Even as demand for cabs has fallen because of the coronavirus lockdowns and most office-goers working from home, Uber has launched a new feature that lets users carpool with other commuters who might be headed their way.
Uber has launched Uber Commute in Bengaluru, which it says is “a peer-to-peer shared ride service that can change the way you travel to work every day.” Uber Commute will let users take other Uber users in their own cars if they’re going on the same route, and then accept money from them for the ride. Uber says that Uber Commute will help users save money, time and even the environment.
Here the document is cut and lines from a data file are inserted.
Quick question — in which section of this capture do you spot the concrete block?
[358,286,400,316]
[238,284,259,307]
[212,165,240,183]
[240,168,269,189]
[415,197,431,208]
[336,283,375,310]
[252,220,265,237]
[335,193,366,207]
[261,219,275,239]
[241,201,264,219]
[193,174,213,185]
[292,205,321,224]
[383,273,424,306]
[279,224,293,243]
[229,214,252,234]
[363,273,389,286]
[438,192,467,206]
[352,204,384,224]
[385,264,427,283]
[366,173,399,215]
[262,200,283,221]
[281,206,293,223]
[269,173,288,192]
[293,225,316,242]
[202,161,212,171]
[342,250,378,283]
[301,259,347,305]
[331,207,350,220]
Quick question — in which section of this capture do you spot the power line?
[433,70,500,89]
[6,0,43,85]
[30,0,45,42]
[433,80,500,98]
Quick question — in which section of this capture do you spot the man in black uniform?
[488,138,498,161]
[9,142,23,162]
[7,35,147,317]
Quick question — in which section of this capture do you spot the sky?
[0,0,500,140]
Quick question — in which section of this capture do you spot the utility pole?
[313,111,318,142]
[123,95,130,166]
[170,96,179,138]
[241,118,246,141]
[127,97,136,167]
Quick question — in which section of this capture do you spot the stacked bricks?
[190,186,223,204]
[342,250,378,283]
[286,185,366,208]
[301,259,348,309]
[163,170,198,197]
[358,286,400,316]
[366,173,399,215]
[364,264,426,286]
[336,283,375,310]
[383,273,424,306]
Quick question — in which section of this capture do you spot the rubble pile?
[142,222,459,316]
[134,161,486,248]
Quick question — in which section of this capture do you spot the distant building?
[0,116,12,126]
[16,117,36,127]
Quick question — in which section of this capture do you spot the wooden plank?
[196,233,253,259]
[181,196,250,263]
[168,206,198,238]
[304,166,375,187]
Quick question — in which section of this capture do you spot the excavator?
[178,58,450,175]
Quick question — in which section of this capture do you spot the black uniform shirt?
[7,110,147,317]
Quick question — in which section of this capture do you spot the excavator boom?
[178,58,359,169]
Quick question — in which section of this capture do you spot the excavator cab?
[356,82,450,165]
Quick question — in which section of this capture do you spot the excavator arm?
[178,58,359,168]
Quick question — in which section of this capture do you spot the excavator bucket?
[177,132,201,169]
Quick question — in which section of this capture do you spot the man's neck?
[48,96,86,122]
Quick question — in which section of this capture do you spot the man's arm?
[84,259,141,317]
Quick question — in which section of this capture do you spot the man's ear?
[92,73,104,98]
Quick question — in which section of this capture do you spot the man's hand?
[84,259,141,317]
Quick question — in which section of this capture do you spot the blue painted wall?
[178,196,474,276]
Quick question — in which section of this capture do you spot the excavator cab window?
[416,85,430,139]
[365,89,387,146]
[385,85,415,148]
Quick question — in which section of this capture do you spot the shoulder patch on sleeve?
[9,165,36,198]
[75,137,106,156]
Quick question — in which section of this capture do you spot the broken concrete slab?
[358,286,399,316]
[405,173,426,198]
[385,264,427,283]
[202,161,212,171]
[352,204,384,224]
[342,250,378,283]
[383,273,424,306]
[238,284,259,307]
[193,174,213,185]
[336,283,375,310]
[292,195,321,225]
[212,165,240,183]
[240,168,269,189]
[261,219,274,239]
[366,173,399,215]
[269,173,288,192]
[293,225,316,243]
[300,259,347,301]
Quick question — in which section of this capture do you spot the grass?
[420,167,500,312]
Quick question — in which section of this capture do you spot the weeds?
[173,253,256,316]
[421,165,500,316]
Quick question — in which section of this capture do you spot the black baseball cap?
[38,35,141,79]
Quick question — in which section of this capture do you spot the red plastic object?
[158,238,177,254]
Users who wish take other users on their commute will need to submit a valid driving license and profile photo, and complete Uber’s background verification. Their car will need to have a valid non-commercial registration certificate, valid third party insurance cover and other relevant documents. Once their car is registered, users can enter the trips they’ll be taking into their apps. They will then be matched with people who’re going on the same route. Uber Commute appears designed primarily for office commutes, and users will be matched at 9 pm at night for trips the following morning, and at 3 pm in the afternoon for trips to return home from work.
Uber says that it’ll protect the privacy of people who’re giving and taking these rides, and communication between users will happen through the app without sharing phone numbers. Uber Commute will only allow digital payments, and users who’s giving the ride will receive their contributions directly into their bank accounts. Uber says that for riders, the total trip cost will start with a service fee but will then depend on the length of the trip. Users will be able to see the costs of the trip once they’ve been matched.
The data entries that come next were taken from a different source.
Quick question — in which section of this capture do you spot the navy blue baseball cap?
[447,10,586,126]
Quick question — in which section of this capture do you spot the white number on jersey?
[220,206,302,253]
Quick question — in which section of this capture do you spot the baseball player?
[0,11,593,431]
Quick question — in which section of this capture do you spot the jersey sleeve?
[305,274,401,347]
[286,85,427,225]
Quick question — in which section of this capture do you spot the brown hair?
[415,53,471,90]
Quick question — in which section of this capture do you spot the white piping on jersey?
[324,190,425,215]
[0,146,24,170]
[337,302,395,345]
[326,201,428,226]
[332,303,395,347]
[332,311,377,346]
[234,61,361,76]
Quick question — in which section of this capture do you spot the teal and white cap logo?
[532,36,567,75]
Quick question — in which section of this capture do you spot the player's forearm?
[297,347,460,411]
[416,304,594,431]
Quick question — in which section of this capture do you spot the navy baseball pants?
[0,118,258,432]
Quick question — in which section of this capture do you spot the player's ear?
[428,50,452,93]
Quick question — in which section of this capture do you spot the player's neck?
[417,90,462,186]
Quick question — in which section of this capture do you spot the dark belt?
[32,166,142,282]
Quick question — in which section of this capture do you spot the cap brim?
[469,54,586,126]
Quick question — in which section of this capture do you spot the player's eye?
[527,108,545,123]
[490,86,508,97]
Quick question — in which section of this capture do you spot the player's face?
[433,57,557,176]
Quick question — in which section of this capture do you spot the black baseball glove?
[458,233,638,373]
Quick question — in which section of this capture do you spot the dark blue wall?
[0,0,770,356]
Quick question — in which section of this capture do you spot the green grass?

This isn’t the first time Uber has launched Uber Commute — the company had launched the same product all the way back in 2016, but it didn’t gain a whole lot of traction, and seems to have been eventually shelved. It’s an unusual time for Uber to relaunch Uber Commute — demand for cabs is already low with most people working from home, and the fear of infections could make people less likely to take cabs with an unknown stranger. On the other hand, some people might prefer taking a cab with a regular car-owner as opposed to a cab driver — cab drivers are likely to take a lot more passengers every day, so are at a greater risk of infection than ordinary officegoers. Uber says that it’ll gradually add more routes, and says the service will get better as more people join.
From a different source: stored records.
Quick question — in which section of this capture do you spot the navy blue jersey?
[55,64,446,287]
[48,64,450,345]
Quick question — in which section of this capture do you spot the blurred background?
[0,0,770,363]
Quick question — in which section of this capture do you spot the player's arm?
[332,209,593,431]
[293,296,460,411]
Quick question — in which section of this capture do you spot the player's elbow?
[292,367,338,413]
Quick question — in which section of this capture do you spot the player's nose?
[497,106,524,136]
Uber isn’t the only company that runs ride-sharing in Bengaluru — startup QuickRide runs a similar service, as do some other smaller players. These companies have run into some regulatory hurdles — in 2019, the Karnataka government had banned Uber and Ola from offering carpooling services. But the coronavirus pandemic appears to have been the catalyst for resuming carpooling — cab drivers are making a fraction of their earlier incomes, and many are choosing to work on other jobs. As such, Uber is likely looking to use its massive userbase to match ordinary office goers with each other, and help car owners make some money while at it.